BELARUS NEWS AND ANALYSIS

DATE:

12/01/2011

Dictator non grata

For most of its 20-year existence as an independent, post-Soviet state, Belarus has richly deserved its reputation as Europe's last dictatorship. Last month's presidential election proved the point. Marred by fraud, arrests of opposition candidates, intimidation of the media and a sickening exhibition of police violence against pro-opposition demonstrators, the election bore no resemblance to a free and fair contest. Predictably, Alexander Lukashenko, Belarus's authoritarian president since 1994, claimed a crushing victory. His government then ordered the closure of the Minsk office of the Organisation for Security and Co-operation in Europe (OSCE), whose monitors had released a report describing the woefully flawed election process.

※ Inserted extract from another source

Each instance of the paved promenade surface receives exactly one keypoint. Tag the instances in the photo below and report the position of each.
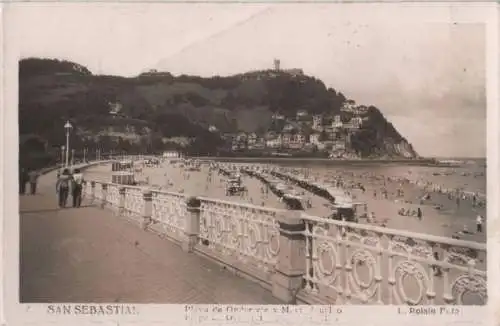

The regime's outrageous actions demand a firm response, above all from the European Union and the US, which have dangled carrots under Mr Lukashenko's nose for more than two years in an effort to encourage warmer relations and political liberalisation in Belarus. This effort has brought minimal results and should now be frozen. In 2008 the release of the regime's last political prisoners prompted the EU and US to suspend travel and financial sanctions adopted in 2006 after an earlier, seriously flawed presidential election. These sanctions must be reintroduced and calibrated so that they target those individuals involved in rigging the December 19 vote and organising the post-election crackdown on the opposition. It is essential that Mr Lukashenko personally should no longer be allowed to travel to EU countries, as he did in 2009 when he was received in Rome by Silvio Berlusconi, Italy's premier, and Pope Benedict XVI.

At stake is nothing less than the credibility of the EU's Eastern Partnership, a two-year-old initiative aimed at strengthening relations with six post-Soviet states - Armenia, Azerbaijan, Belarus, Georgia, Moldova and Ukraine. No one expects all six to turn into perfect democracies overnight. But unless the EU sends a clear signal that closer ties depend on observance of a minimum standard of freedom and decency in public life, the Eastern Partnership may as well be wound up tomorrow.

These steps need not mean the isolation of Belarus, which would merely push it deeper into Russia's orbit. Travel sanctions on regime officials can be combined with easier, less costly visas for ordinary Belarussians wanting to visit the EU. But as long as Mr Lukashenko oppresses his people, normal relations are out of the question.